A different kind of coming of age movie
The trailer for Sundance entry The Fits dropped today, and Jezebel has a write up for it that sounds so GOOD it’s almost like we concocted the movie from an office Madlib.
“[Royalty] Hightower portrays Toni, a powerful tween boxer training at her brother’s gym in West Cincinnati, who becomes mesmerized with the dance troupe working out next door. According to the synopses, she joins them and, as she surrounds herself with women and gender imperatives for the first time, ‘grapples with her individual identity amid her newly defined social sphere.’”
One ticket to an abstract portrait of adolescent identity with a narrative about gender non-conformity—packaged within a dance movie—please!
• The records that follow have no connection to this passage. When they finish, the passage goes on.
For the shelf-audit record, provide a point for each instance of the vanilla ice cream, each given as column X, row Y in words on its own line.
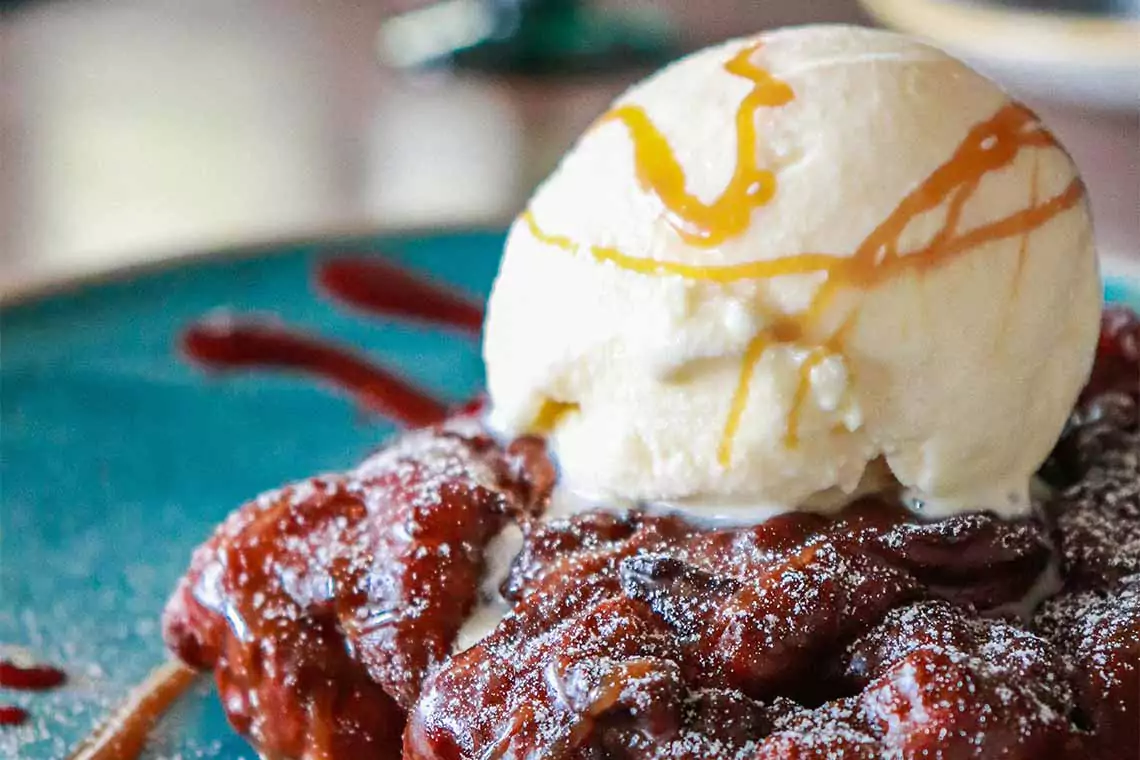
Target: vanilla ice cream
column 789, row 262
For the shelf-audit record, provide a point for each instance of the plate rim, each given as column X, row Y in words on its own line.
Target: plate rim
column 37, row 286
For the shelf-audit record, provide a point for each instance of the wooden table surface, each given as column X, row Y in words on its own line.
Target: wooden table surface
column 135, row 130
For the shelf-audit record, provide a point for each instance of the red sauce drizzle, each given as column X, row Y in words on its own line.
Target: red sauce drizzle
column 226, row 345
column 372, row 285
column 32, row 678
column 382, row 287
column 13, row 716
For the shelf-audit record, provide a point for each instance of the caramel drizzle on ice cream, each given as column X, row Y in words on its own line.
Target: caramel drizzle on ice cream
column 987, row 147
column 659, row 172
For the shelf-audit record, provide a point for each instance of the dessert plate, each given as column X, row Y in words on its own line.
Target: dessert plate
column 119, row 455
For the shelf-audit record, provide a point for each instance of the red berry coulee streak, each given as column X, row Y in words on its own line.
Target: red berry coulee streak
column 227, row 345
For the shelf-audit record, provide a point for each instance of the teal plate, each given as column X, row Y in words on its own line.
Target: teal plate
column 117, row 457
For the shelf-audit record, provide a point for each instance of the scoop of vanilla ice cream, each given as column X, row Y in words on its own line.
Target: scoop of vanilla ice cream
column 789, row 262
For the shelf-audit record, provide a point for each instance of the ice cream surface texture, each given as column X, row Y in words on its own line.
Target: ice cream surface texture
column 786, row 261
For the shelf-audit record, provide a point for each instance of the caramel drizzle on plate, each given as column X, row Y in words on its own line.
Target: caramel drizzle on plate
column 124, row 734
column 988, row 146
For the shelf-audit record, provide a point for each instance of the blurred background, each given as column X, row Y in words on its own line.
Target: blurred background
column 137, row 130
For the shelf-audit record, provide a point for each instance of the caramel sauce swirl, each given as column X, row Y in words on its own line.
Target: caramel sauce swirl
column 707, row 225
column 987, row 147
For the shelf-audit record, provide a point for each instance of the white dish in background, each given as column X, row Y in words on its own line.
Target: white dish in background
column 1088, row 60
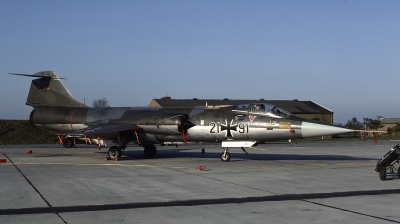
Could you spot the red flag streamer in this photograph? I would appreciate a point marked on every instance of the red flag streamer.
(98, 142)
The movie was written, directed and produced by Anna Rose Holmer, who has done those duties on various shorts, music videos and documentary projects. But this is her first feature length film and it looks magnetic. In its Sundance Film Festival review, Variety said that Holmer, “crafts a meticulous mood of psychological isolation and beguiling mystery through her metaphorical tale, which exhibits less interest in traditional dramatic conventions than in situating viewers in its protagonist’s particular headspace.”
And twitchfilm puts the work in a greater pop culture context by saying, “The last two years have given us wild and canonical moments of unfettered young women overtaken by the magic of youth intersecting into adulthood: Rihanna's "Diamonds" sung in blue light in Girlhood, the acid scene in Diary of a Teenage Girl, and now Toni's Rocky-moment on a bridge in The Fits. Each give us new and vital moments of girlhood on the cusp of young womanhood that is as frightening as it is poetic.”
Give us all the teen angst and yearning for a sense of emotional place. Give it to us all day.